We are left with one basic question.

Do we want big medicine, or good medicine?

I'm not sure we can have both.

Tuesday, May 28, 2013

Do Not Pass Go

I'll give you three nights in the hospital for a a hundred days in skilled nursing. 

How bout a lung mass and a go directly to hospice minus room and board?

Oh... your stay was deemed an observation, do not pass go, do not collect a hundred dollars!
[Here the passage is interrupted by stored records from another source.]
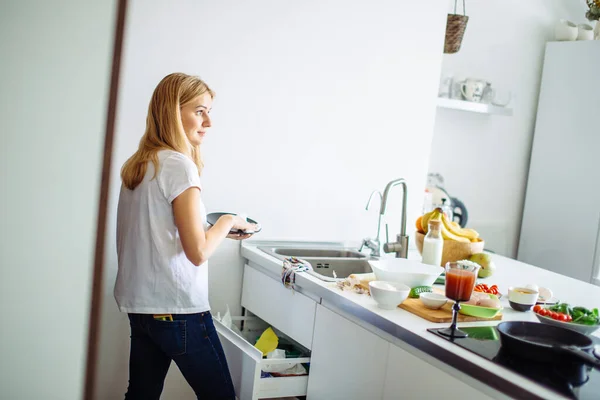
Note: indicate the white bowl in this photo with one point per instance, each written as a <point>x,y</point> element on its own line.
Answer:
<point>409,272</point>
<point>433,300</point>
<point>388,294</point>
<point>522,298</point>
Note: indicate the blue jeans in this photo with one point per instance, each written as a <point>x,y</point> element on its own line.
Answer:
<point>191,341</point>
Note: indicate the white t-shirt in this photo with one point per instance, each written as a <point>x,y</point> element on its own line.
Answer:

I sometimes don't know whether I'm doctoring or playing some insane nonsensical board game.  The complexities of sickness and healing have been eclipsed by the administrative nightmare of our payment system.  Providers no longer stress over diagnosis and treatment, we huddle with social workers and agonize over disposition.  Families no longer sit at their loved one's bedside and hunker down stubbornly in the face of the ravages of disease, instead they pace lonely hallways hoping to bypass the phone tree and speak to an actual person at the insurance company.

Try as we may to manage our patients pathophysiology and psychology, we now attempt to manage their checkbooks.  Not only the finances of our patients, but the economic well being of a nation is being placed at our doorstep. 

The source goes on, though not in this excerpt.